Netbackup 5200 Duplication Jobs Fail with Error 191, then keep re-spawning and failing
We are having problems with duplication jobs on our Netbackup 5200 appliance. We use storage lifecycle policies to backup to the 5200 as the primary copy, and then duplicate off to tape. This has worked fine for months, but recently the duplication jobs have started failing with error 191. They start OK and backup a few GB of data, but then fail before the end (the primary copy backup jobs to the appliance complete OK). Looking more closely at the job log reveals the following:
Critical bpdm(pid=14456) sts_read_image failed: error 2060017 system call failed
Critical bpdm(pid=14456) image read failed: error 2060017: system call failed
Error bpdm(pid=14456) cannot read image from disk, Invalid argument
I originally thought this was some kind of corruption on the appliance, but the strange this is that we can still backup to the appliance OK, and even restore from some of the images that are failing to duplicate. I've adjusted the PoolUsageMaximum and PagedPoolSize parameters as suggested on some sites without success.

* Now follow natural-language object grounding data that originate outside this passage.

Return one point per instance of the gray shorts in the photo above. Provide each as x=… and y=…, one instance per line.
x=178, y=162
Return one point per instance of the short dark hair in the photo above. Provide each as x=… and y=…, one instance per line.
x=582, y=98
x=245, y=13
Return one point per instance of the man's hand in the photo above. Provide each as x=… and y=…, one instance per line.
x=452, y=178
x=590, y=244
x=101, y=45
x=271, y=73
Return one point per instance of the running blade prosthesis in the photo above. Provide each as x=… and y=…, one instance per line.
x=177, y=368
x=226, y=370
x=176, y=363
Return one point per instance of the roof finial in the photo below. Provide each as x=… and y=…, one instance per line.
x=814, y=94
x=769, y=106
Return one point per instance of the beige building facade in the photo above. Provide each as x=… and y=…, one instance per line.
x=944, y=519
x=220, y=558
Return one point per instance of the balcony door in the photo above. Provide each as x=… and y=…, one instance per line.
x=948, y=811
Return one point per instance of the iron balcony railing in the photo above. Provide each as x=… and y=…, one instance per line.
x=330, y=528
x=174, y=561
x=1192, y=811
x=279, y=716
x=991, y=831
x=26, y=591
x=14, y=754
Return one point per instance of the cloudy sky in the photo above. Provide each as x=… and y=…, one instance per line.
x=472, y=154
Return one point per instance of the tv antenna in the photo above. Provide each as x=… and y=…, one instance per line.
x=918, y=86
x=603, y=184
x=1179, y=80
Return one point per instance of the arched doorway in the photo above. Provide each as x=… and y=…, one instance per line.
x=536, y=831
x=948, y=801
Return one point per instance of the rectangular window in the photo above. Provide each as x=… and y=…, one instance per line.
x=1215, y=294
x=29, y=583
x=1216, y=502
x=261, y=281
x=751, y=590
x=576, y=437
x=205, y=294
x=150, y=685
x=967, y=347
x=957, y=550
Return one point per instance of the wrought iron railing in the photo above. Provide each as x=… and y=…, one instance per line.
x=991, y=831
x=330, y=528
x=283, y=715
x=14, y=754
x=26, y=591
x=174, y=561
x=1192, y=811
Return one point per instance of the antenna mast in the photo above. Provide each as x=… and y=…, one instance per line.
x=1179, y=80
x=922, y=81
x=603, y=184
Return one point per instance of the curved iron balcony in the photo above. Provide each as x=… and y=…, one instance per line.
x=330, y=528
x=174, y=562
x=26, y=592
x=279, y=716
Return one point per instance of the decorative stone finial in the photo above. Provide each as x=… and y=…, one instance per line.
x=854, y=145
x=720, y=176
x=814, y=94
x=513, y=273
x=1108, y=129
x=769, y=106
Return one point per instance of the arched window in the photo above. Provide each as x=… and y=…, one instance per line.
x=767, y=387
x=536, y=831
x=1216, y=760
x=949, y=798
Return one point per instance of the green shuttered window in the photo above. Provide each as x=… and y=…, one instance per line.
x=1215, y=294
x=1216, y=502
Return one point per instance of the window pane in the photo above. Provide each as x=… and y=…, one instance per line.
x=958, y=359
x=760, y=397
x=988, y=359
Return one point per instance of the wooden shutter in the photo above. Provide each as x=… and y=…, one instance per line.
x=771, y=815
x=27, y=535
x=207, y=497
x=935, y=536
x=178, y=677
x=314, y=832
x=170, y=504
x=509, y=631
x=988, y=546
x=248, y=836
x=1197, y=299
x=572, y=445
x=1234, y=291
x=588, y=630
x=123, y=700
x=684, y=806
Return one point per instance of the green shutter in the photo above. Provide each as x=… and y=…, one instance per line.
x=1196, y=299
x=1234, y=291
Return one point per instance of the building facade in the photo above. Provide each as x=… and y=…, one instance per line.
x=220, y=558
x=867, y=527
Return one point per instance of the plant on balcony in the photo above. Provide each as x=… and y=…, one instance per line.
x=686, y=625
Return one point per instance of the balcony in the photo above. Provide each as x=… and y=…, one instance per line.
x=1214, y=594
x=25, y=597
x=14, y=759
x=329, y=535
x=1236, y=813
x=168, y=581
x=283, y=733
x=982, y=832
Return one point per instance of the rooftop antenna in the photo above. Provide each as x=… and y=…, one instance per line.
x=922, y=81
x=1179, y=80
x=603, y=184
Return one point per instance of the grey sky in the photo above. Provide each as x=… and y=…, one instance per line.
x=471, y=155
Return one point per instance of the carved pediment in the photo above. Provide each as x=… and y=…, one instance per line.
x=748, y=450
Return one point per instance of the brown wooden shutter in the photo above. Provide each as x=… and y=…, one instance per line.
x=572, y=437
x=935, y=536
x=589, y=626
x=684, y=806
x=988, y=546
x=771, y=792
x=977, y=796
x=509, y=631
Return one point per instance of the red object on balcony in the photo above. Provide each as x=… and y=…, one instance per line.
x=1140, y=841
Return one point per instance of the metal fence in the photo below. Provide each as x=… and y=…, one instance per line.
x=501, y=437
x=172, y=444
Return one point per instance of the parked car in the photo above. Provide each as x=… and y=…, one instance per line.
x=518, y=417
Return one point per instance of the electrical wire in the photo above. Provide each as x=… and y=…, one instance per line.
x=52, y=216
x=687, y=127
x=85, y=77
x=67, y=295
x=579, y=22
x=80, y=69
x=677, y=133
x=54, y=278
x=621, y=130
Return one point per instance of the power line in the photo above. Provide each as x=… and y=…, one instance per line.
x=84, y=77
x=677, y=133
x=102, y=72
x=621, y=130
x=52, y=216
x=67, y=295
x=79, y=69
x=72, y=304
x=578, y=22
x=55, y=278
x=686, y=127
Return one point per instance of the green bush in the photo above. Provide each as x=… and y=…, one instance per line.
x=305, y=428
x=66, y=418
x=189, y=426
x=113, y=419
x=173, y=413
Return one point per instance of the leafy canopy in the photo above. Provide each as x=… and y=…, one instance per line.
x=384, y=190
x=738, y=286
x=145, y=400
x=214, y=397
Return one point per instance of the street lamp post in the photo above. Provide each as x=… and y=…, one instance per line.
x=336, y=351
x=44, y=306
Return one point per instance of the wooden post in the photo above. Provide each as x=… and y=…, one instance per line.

Another problem is that when the duplication jobs fail they re-spawn again, so we have numerous duplication jobs running that are hogging our tape drives which is having a knock-on effect on normal backups to tape. We have temporarily suspended duplication to help with this, but it isn't a long term fix.
Our environment comprises: NBU Master Server 22.214.171.124 (Win2003 R2), NBU Media Sever 126.96.36.199 (Win2003 R2), NBU 5200 Appliance (2.0.2)
I've got a ticket open with Symantec about this and they are currently investigating, but just wondered if anyone else in the community had ever seen this before. Any help would be much appreciated.